Smuggler’s Cove to Pender Hill 

Head north on the Sunshine Coast Highway towards Madeira Park. This is where the road goes from great to incredible. It winds through the hilly landscape, and meanders in bends and curves that you can fly around—it’s so much fun to drive. Between Madeira Park and Garden Bay, you drive by islands, inlets and Gunboat Bay, all shrouded in eerie mist.

Take a left on Garden Bay Road and follow it to reach the Pender Hill Trail Head. Get your boots on and follow the trail for a steep 30-minute hike with the most incredible payoff. It ends in a clearing, and suddenly you’re above the tree line. The view opens up, revealing a stunning vista of lakes, hills thick with forest, archipelagos of islands, and the ocean.

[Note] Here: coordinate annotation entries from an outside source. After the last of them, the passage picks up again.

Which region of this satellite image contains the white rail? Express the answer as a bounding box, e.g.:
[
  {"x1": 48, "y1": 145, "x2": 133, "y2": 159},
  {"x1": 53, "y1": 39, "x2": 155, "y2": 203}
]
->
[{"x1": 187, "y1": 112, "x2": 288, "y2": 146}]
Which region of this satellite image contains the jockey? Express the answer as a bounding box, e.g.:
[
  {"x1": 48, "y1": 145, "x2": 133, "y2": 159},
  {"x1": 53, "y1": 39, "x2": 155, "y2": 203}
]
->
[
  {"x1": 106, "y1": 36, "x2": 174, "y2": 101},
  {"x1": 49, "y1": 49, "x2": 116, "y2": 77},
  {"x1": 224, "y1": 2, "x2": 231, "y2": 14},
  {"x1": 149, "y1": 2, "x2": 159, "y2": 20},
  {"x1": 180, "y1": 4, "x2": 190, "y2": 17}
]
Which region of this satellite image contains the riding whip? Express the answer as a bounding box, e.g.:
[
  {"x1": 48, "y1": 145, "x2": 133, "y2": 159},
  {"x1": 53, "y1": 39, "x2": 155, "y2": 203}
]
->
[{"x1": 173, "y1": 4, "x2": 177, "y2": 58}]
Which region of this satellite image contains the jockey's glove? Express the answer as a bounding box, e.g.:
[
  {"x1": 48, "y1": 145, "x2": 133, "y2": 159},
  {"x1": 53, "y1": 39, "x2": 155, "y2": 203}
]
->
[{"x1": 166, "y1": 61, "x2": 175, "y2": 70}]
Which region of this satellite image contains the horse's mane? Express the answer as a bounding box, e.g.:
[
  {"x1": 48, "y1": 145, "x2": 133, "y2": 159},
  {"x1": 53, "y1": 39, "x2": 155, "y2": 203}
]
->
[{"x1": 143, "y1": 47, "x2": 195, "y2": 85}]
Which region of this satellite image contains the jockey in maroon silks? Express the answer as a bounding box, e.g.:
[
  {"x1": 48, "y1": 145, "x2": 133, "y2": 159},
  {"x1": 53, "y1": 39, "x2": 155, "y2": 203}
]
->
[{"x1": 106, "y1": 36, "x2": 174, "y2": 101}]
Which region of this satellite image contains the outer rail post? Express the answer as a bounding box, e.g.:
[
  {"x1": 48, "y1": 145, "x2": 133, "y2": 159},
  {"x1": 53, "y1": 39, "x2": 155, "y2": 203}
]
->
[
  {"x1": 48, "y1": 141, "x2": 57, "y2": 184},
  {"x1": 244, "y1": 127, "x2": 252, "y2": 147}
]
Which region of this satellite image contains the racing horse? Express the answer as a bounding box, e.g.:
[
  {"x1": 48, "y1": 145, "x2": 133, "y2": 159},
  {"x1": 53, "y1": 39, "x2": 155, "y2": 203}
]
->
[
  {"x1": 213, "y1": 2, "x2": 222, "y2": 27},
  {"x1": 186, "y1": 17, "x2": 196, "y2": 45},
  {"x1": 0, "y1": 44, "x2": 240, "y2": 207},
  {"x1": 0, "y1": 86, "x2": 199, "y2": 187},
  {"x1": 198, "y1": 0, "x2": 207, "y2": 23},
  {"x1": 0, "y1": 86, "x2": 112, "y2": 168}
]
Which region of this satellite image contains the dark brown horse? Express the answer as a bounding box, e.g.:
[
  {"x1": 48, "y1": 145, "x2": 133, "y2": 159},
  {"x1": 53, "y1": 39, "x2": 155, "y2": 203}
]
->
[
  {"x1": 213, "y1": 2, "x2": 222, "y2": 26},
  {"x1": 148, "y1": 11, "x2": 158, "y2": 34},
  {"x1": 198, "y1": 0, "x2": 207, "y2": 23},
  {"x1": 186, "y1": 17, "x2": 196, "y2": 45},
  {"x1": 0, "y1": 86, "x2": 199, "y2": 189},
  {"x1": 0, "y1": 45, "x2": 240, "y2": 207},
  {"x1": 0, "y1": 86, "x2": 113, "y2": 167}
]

The Sunshine Coast is a challenging one for a photographer because nature rules here. There isn’t always access to the places you’d like to go, and it’s hard to get above the tree line to see over the landscape. To get the best shots in this part of the world, you have to work for it—and when you do, it’s all the more rewarding.

A great place to break your journey overnight is the Pender Harbour Resort, where you can stay right by the water, have a barbecue on the shore and hire a kayak to explore the surrounding coastline.

Pender Hill to Egmont

Rejoin the Sunshine Coast Highway, which swoops inland for a curving ride through the peninsula’s forested interior before tracing the vast Ruby Lake with its beautifully clear blue-green waters.

The further you go, the greener the landscape becomes. Everything from tree trunks to the roofs of cabins are covered in green lichen, giving it a magical atmosphere. After the lake, take a right onto Egmont Road and follow the signs to Egmont, a tiny fishing village where you can take small boat tours and grab a delicious meal on the marina.

This area attracts some of British Columbia’s hardiest kayakers because a short drive away is the access point for the Skookumchuck Narrows. Two times each day, the tide surges into the Sechelt Inlet through this narrow strait, creating one of the biggest tidal rapids in the world. The water boils up and forms a series of waves. One glance tells you if anybody was to fall in or capsize, there’s not a good chance you’re going to get out of there easily—yet that doesn’t stop the skilled kayakers. But while getting in the water is definitely not for the uninitiated, you can take a seat on the natural rock platform and watch the incredibly skilled kayakers tackle the surging white water.

It’s a fitting place to end a journey up the Sunshine Coast—where the views over the water and forest are astounding, the air is crisp and scented with pine and ocean salt, and the busy modern world seems a million miles away.